Typhoon Damrey (Labuyo) made landfall at Wanning, in China’s Hainan province at 2000 UTC, September 25 (0400 September 26 local time) with maximum sustained winds up to 180 km/h.

This made Damrey the strongest typhoon to strike Hainan since Typhoon Marge in September 1973.

At least 16 people are believed to have died in China, and the entire province of Hainan suffered power outages. Damrey then went on to impact Vietnam before losing tropical characteristics while a Tropical Storm. The Joint Typhoon Warning Center ceased advisories with the final one at 0900 UTC September 27 with the system 90 nautical miles (170 km) south-southwest of Hanoi, Vietnam.

Typhoon Nina (1975)

Super Typhoon Nina Category 4 super typhoon (SSHS)

Formed July 30, 1975

Dissipated August 6, 1975

Highest winds 250 km/h (155 mph) (1-minute sustained)

Lowest pressure 904 hPa (mbar)

Fatalities 175,000-200,000 direct

Damage ? $1.2 billion (1975 USD) ? $5 billion (2009 USD)

Areas affected China, Taiwan

Super Typhoon Nina was a short-lived but intense 1975 super typhoon that caused major damage and deaths in China, mainly from the collapse of the Banqiao Dam. Over 100,000 people died because of the resulting floods, making it one of the deadliest tropical cyclones recorded in history. The collapse of the dam due to heavy floods also caused a string of smaller dams to collapse, adding more damage by the typhoon.

Nina was only a tropical storm at landfall on mainland China, yet caused much more destruction near the Huai River. Setting the highest rainfall record of 1062mm/24h in Mainland China, the Banqiao Dam received a 1-in-2000 year flood conditions and collapsed the same way a string of smaller dams collapsed. In all, 62 dams failed during the disaster, causing large temporary lakes and $1.2 billion (1975 USD, $4+ billion 2005 USD) in damage.

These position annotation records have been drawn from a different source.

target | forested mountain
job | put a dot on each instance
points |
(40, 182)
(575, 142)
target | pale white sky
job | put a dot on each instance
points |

The death toll for Typhoon Nina will most likely never be known for sure; official body counts are scarce. However, it can be safely assumed that tens of thousands of residents perished in the cataclysm and likely over 100,000 more from an epidemic resulting from the floodwaters. Nonetheless, Nina was the 2nd deadliest typhoon in recorded history in the West Pacific, behind an unnamed typhoon that hit Haiphong, Vietnam in 1881.

Nina was also the 6th deadliest tropical cyclone ever recorded worldwide and was also the deadliest named cyclone ever recorded, but the exact death toll from Cyclone Nargis in 2008 is not known, and likely never will be.